Trained and untrained para teachers, variously known as shiksha mitra in Uttar Pradesh, shiksha sahayak in Odisha, niyojit shikshak in Bihar and guest teachers in Delhi, were first hired under the centre's Sarva Shiksha Abhiyan programme in 2000-01. Their primary role was to assist school teachers in government schools.

With the coming of the RTE Act, greater emphasis was laid on professional trained teachers. The act set a 2015 deadline for having teachers trained, which parliament extended to 2019 last August.

Most of Jharkhand’s para teachers collected basic training certificates after completing a two-year programme by distance learning.

The subject of para teachers has become a sore point for the government. The protesting para teachers claimed that a high level committee constituted a few months ago to look into their demands and take prompt action was merely an eyewash. They say the state government is deliberately delaying the appointment of para teachers.

A five-day protest from October 29 to November 2 was again launched in the same Morabadi Ground by teachers accusing the government of apathy. Despite several attempts to convince the protesting teachers to withdraw their agitation, over 67,000 of them evidently remain unsatisfied by the measures taken by the Jharkhand government.
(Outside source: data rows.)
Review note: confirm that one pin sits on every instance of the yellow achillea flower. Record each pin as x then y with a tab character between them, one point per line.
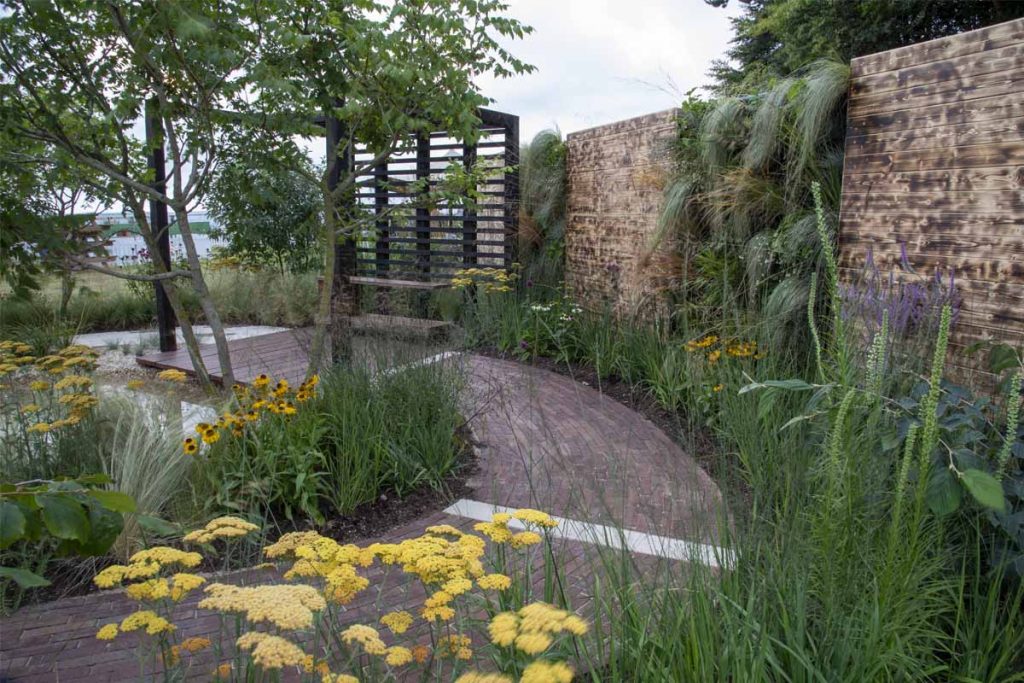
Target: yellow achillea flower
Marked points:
183	584
523	539
109	632
397	655
476	677
397	622
148	620
495	582
283	605
547	672
503	629
270	651
367	636
221	527
164	555
537	517
456	646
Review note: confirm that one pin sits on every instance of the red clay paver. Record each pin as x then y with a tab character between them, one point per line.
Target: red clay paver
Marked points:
544	441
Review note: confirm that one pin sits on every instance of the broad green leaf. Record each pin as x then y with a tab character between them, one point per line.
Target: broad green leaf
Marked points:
24	578
943	494
114	500
11	524
64	517
985	488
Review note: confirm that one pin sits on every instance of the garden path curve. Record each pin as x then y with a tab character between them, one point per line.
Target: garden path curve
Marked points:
544	440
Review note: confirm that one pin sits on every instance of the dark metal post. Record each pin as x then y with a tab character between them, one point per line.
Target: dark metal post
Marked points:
469	247
158	223
422	211
511	189
344	294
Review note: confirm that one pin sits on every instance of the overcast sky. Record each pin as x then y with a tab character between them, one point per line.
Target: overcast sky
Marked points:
602	60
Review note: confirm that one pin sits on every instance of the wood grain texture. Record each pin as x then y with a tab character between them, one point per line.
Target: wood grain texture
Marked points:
935	169
616	176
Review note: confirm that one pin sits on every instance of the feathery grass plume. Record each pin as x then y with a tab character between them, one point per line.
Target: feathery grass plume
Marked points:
816	107
720	133
767	132
1013	419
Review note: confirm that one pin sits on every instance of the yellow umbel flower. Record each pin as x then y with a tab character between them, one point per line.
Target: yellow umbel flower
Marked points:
148	620
455	646
397	655
476	677
547	672
495	582
398	622
287	607
109	632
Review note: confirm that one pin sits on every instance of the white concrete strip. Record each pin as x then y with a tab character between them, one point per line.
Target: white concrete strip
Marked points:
609	537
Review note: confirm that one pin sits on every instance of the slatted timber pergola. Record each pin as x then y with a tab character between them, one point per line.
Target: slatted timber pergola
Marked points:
412	245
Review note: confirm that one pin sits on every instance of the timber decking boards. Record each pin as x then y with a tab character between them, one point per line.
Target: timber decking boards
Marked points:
286	354
281	354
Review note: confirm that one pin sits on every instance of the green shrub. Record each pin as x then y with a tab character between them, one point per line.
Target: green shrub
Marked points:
364	434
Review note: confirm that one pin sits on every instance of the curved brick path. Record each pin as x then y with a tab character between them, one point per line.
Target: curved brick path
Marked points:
544	440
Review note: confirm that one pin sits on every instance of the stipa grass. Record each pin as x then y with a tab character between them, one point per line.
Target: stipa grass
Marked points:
332	447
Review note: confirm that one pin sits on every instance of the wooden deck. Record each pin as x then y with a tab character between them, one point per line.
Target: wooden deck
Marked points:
286	354
281	354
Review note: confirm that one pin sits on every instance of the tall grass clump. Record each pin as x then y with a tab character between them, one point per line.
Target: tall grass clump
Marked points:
288	454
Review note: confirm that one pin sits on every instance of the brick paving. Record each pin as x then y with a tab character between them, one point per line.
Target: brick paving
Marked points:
544	440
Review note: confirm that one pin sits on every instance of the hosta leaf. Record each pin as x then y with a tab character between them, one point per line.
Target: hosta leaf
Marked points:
985	488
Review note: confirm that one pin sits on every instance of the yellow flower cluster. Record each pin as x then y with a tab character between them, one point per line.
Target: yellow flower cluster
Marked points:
251	404
492	280
145	564
221	527
534	628
65	402
285	606
270	651
732	348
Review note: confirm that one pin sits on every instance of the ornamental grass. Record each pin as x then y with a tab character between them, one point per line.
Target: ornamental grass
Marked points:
477	622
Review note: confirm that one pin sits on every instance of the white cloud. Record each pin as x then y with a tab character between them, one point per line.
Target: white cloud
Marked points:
602	60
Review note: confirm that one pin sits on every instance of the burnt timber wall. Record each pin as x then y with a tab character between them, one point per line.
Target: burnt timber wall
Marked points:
935	161
616	176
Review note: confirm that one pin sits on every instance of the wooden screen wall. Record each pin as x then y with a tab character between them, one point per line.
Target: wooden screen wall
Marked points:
616	176
431	243
935	166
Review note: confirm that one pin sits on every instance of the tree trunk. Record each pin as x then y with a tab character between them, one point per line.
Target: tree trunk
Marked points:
205	300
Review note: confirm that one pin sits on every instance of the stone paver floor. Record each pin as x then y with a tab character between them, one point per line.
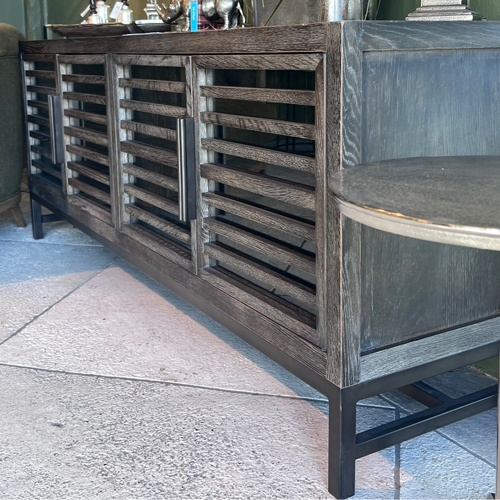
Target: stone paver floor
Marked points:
113	387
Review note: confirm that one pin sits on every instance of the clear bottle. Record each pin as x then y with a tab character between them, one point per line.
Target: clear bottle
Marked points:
126	15
103	11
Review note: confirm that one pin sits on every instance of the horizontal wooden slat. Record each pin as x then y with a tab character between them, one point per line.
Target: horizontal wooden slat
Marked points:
295	62
262	245
81	97
88	154
152	130
258	94
38	104
160	85
144	60
92	79
173	230
264	155
162	246
156	109
261	272
48	169
152	153
41	74
153	177
90	190
41	136
152	199
262	216
42	151
38	120
41	90
102	213
288	192
298	321
279	127
82	59
89	172
87	135
39	57
84	115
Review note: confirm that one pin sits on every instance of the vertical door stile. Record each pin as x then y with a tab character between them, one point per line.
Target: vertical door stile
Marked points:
205	130
30	96
151	93
66	69
118	178
190	111
321	207
40	80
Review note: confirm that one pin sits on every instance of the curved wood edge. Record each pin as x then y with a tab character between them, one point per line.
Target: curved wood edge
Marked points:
483	239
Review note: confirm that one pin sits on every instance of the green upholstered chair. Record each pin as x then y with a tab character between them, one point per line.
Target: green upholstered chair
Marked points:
11	123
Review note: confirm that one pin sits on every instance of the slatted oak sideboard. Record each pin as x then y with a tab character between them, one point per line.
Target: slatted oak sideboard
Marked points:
204	158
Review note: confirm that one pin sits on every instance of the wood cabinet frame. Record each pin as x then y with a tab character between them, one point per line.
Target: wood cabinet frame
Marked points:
349	58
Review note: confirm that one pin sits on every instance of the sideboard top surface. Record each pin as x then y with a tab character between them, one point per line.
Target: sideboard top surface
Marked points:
319	37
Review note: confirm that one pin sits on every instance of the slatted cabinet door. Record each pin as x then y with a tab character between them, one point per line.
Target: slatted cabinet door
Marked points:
41	81
258	166
154	92
85	120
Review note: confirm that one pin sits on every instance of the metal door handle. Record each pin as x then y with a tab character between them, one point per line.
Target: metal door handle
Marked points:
56	129
186	162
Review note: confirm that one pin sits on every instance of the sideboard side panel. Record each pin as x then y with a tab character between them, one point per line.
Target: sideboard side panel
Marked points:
427	103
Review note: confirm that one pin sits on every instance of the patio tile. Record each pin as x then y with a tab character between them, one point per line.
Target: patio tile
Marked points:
476	434
34	277
123	323
21	302
134	440
21	261
435	468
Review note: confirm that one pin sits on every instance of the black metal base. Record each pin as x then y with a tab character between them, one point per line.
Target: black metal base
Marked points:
345	445
38	220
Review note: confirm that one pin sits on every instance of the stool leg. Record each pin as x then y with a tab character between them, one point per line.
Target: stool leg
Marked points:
36	219
342	443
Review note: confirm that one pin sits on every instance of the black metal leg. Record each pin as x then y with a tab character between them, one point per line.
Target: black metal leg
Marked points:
36	219
342	445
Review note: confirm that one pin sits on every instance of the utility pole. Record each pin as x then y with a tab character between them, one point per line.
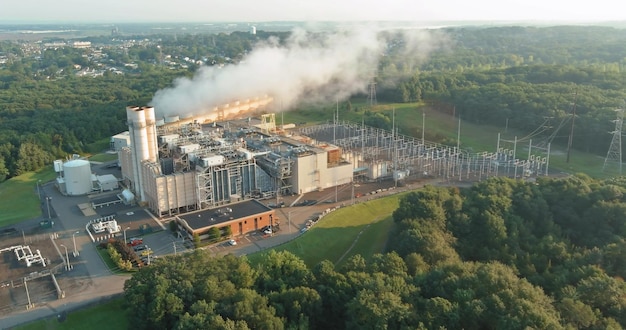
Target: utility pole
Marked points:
76	254
48	205
571	133
423	125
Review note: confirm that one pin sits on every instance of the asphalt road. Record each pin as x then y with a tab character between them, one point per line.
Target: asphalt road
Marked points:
97	283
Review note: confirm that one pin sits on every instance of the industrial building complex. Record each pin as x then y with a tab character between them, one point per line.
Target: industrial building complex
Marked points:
210	169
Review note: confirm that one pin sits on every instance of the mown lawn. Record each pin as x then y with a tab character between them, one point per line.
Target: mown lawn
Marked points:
108	315
360	229
18	196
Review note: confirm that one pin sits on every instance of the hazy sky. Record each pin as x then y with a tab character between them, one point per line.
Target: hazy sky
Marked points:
12	11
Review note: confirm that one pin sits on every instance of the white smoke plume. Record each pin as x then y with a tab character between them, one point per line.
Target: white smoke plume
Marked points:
307	67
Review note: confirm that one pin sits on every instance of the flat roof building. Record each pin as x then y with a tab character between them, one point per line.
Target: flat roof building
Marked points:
242	218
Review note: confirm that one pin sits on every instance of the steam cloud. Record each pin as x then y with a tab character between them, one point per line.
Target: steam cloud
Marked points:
307	67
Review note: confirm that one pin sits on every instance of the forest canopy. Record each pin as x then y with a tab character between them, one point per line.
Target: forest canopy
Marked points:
503	254
529	77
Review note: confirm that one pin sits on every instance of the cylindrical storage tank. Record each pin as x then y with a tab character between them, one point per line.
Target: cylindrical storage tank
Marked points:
138	132
153	147
171	119
58	165
77	174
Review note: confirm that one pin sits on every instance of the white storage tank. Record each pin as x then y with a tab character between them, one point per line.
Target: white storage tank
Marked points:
171	119
77	174
58	165
212	160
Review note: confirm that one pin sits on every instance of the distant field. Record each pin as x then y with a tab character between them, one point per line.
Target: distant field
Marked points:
442	127
360	229
108	315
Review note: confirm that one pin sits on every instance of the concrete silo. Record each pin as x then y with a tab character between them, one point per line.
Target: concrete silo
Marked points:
77	177
142	129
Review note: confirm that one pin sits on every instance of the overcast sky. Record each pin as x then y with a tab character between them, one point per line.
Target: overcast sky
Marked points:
12	11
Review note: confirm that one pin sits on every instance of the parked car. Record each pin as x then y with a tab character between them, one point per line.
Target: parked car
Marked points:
139	248
135	241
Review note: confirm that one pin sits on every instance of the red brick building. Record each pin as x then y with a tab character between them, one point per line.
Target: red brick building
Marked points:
242	218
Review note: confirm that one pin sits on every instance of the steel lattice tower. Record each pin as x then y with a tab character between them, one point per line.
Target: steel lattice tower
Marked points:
615	150
372	96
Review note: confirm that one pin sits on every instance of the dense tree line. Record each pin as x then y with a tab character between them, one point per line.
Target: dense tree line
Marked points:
41	120
503	254
528	77
522	75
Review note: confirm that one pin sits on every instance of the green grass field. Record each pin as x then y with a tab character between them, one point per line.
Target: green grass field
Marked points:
109	315
19	196
359	229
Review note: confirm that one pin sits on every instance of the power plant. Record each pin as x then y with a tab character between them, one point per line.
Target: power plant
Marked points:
177	165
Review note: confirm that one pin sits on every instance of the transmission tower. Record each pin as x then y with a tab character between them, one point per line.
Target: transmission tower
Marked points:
371	98
615	150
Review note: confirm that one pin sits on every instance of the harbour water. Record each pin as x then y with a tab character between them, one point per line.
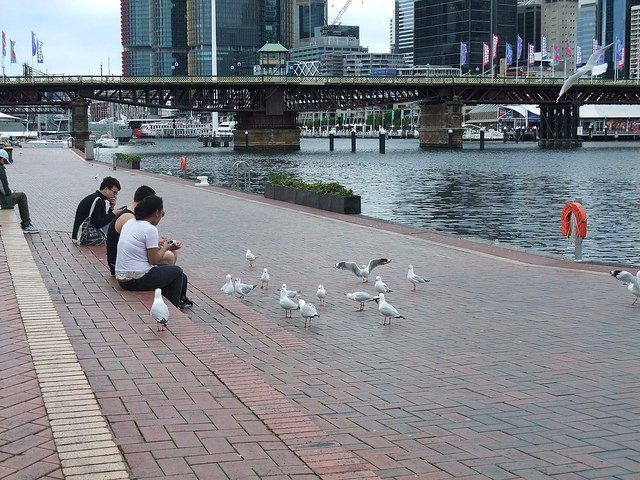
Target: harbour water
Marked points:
508	193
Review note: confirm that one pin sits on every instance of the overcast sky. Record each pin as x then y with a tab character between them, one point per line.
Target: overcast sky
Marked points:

Their protest is gaining momentum and is predicted to become a huge issue electorally. Leader of the opposition in the Jharkhand assembly Hemant Soren of the Jharkhand Mukti Morcha criticised the attack on para teachers, claiming that if his party was elected to power in 2019 all para teachers would be regularised.



A few days prior to the Foundation Day protests, para teachers declared a Kala Diwas or Black Day for the government’s inability or unwillingness to regularise their jobs.

The state government’s education and literacy department had issued notifications to keep all schools open on Foundation Day. Over a thousand preventive arrests were also made across Ranchi. Additionally, protesters were handed threats that their job contracts would be cancelled if they protested.

Nevertheless the main statehood day ceremony turned into a battleground, as some 50,000 para teachers showed black flags to Chief Minister Das. No one was spared in retaliation. Several rounds of lathi charge were ordered and journalists, photographers, women and even children got caught in the battle between the para teachers and policemen, the Rapid Action Force and the Quick Response Team.

The Ranchi Press Club has severely criticised the incident, and the attack on seven journalists who were left injured.

An FIR has been filed against protesters. Around 300 para teachers were dismissed from their jobs after being arrested. It is apparent that the government has devoted more resources to quelling the protest than addressing the demands of para teachers across the state.

Many states have significantly increased the amount of honorarium paid to para teachers. Last year Goa chief minister Manohar Parrikar announced that para teachers hired on a contract basis who had signed up for a diploma course in elementary education, would receive nearly 90% of the salary paid to an entry-level teacher.

Similarly in March the West Bengal government almost doubled para teachers’ salaries. Women para teachers were also given the right to paid maternity benefits and their retirement age was increased to 60 years.

It’s about time the BJP-led Jharkhand government takes the issues of para teachers seriously, and does more for them than the usual rounds of lathi charge.

Sania Mariam is an associate consultant with the Policy & Development Advisory Group in Ranchi and New Delhi.